Вот и теперь я понятия не имею, сколько заняло усмирение старухиной боли, но окна уже черны, и мне отчаянно хочется спать.
Старуха же, напротив, становится бодра, подвязывает по новой платок и, не слушая уговоров, ковыляет к аппарату.
– И и и!! Испорчено! Все испорчено! Все заново! Все ты, гадина, виновата! Оторвать бы руки твои поганые! Ох, грехи, грехи мои тяжкие!.. Чтоб ты, курва, захлебнулась!
За дверью, услышав свое прозвище, подает голос нагулявшаяся и замерзшая кошка.
Поспать мне, видимо, сегодня не судьба.
***
Неделю мы работаем, не разгибаясь. Аппарат у старухи с большим баком, но готовое зелье попадает в бутыли по капельке, просачиваясь через слой древесного угля. В землянке душно и пахнет брагой.
Старуха водит заскорузлым пальцем по страницам старой тетради – там у нее записаны все пропорции. Сначала она гонит мутную брагу, потом фильтрует и отстаивает ее, а потом еще сдабривает настоями. Вот и сейчас старая ведьма высчитывает, сколько полынной настойки нужно добавить к пойлу, чтобы все напились достаточно для веселой свадьбы и недостаточно для поножовщины.
Я устроилась промывать пшено прямо на полу, поставив корыто между коленей. Видела бы меня сейчас пани Ковальская! Или наша пани Мельцаж Пассаж. Их обеих точно хватил бы удар. Волосы у меня стоят дыбом, лицо и шея в испарине, а юбка, чтобы не замочить, задрана до самых подвязок.
Вода на первую промывку совсем грязная, в ней то и дело всплывает разная шелуха, которую надо отлавливать, иначе она может испортить целую бутыль.
Да да, именно таким и должны заниматься выпускницы пансиона Блаженной Иоанны – в глухом лесу гнать самогон для деревенской свадьбы. Вот только я не выпускница. Боюсь, в этом году выпуска там не будет вовсе.
Я запускаю пальцы в мокрое зерно, наслаждаясь его округлой вязкостью. Так впадают в дрему, перебирая четки.
В этот момент раздается стук и почти одновременно открывается дверь. Меня хлещет холодом.
– Ну что, девоньки? Кипит работа?
Староста приходил уже дважды и все с одними и теми же словами. В точности как наша директриса повторяла одно и то же, потому что ей было все равно, что мы ответим.
– Закрой, закрой, чтоб тебя! – верещит бабка. – Кости мне застудишь!
– Не шуми, мать, – похохатывает староста.
Никакая она ему не мать, он просто говорит так для красного словца.

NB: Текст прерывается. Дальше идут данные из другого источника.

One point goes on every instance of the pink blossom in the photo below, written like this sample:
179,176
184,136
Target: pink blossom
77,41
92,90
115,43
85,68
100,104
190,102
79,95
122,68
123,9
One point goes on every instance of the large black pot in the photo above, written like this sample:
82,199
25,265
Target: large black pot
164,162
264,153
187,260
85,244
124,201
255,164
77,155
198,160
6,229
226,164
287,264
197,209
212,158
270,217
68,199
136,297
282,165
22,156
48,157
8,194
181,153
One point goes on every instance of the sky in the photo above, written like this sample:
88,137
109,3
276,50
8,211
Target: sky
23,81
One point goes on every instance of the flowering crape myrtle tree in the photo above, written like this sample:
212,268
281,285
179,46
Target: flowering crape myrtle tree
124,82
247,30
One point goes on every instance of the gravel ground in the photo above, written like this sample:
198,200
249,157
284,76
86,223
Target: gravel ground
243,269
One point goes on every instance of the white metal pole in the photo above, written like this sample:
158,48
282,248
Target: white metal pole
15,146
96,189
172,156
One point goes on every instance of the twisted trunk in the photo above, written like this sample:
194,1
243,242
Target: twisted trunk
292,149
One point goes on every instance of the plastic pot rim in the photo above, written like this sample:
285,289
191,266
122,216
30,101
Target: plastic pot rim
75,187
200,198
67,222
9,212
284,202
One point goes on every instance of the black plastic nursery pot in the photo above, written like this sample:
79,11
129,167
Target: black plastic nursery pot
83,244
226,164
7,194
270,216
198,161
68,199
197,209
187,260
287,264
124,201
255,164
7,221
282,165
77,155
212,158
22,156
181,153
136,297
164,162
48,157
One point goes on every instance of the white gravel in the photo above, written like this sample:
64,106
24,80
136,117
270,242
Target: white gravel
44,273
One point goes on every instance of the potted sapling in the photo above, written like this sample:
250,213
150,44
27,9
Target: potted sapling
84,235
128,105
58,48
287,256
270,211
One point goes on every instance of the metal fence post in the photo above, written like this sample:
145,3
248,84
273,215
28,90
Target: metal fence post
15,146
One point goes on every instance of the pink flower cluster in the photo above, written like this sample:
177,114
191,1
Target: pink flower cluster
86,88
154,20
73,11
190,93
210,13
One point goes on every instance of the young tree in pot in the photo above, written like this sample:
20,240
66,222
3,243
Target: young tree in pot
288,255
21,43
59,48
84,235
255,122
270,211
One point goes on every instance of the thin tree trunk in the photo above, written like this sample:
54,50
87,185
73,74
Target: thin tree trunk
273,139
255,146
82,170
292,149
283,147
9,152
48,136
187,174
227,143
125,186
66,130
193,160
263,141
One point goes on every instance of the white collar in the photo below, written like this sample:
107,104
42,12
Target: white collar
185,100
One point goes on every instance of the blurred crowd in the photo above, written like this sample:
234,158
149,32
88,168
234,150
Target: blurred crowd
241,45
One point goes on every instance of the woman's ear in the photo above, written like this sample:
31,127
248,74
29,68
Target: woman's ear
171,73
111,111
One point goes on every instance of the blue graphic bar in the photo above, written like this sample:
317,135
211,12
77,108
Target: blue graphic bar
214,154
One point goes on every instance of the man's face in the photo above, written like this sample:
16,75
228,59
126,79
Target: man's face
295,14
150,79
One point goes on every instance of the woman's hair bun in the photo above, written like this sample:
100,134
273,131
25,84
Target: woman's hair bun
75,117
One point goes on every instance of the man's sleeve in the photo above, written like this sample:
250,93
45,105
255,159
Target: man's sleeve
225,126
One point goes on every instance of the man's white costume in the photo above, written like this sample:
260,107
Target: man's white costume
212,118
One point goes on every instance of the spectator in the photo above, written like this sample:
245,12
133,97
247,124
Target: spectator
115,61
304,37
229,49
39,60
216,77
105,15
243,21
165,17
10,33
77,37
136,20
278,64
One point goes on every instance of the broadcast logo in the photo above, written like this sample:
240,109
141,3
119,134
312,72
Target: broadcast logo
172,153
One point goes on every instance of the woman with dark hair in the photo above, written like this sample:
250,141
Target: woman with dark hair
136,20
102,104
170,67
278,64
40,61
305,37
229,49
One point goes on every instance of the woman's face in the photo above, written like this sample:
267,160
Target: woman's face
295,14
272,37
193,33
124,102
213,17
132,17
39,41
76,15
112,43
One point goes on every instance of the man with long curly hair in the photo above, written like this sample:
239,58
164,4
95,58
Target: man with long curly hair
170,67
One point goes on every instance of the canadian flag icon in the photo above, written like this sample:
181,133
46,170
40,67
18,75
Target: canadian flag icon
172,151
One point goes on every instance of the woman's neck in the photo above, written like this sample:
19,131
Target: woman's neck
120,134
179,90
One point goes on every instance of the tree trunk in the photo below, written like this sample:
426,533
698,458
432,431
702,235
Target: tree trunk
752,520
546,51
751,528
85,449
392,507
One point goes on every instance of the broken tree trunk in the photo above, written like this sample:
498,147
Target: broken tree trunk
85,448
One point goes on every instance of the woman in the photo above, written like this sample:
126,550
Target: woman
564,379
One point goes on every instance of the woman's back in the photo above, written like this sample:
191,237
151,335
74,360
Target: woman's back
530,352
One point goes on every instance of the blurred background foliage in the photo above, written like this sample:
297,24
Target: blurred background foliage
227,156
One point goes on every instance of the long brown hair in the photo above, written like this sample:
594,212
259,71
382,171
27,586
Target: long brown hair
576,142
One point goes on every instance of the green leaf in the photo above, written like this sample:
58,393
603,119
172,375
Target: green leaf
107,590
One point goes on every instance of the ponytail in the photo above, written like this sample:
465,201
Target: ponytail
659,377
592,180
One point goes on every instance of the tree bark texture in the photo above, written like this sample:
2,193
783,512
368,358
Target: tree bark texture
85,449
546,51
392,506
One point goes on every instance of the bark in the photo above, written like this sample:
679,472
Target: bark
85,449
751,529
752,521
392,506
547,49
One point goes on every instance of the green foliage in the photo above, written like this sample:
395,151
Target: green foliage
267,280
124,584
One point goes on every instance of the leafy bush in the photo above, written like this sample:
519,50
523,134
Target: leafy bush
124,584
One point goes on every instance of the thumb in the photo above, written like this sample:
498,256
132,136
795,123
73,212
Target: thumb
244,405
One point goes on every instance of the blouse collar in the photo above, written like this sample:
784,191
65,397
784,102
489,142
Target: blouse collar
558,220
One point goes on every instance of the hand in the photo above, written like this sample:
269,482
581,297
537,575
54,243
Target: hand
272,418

Наверное, я слишком пристально смотрю на его одутловатое и красное с мороза лицо, так что он замечает и поворачивается в мою сторону. И глядит. Дольше, чем мельком. Меня передергивает, как от холода. Отворачиваюсь и одергиваю юбку, чтобы прикрыть колени. Старуха встает между нами, уперев костлявые руки в бока.
– Нечего туда сюда шастать! Будет готово – пришлешь телегу и оплату. Все, как договаривались. Тоже мне, взял моду…
– Ну, ты ж меня знаешь! Люблю, чтобы за всем присмотр был.
– За домом своим присматривай,– припечатывает его старуха.
Они обмениваются еще несколькими добрососедскими любезностями, и староста убирается восвояси. Старуха смотрит ему вслед через проталину в замерзшем окне.
– Что б ему пусто было, – бормочет она под нос, и тут же напускается на меня: – А ты хороша! Сидит, ноги расставила! Передом думаешь?!
С этими словами она хлещет меня по голове и плечам ветхим полотенцем.
– Прекратите!
– Будешь знать, будешь знать!
– Хватит!
Серая вода с шелухой плещет через край корыта и заливает пол. Мы со старухой бросаемся ее вытирать. Когда все убрано, старая отшельница изможденно приваливается к боку печи.
– Не показывайся на глаза старосте. И от его дружков подальше держись.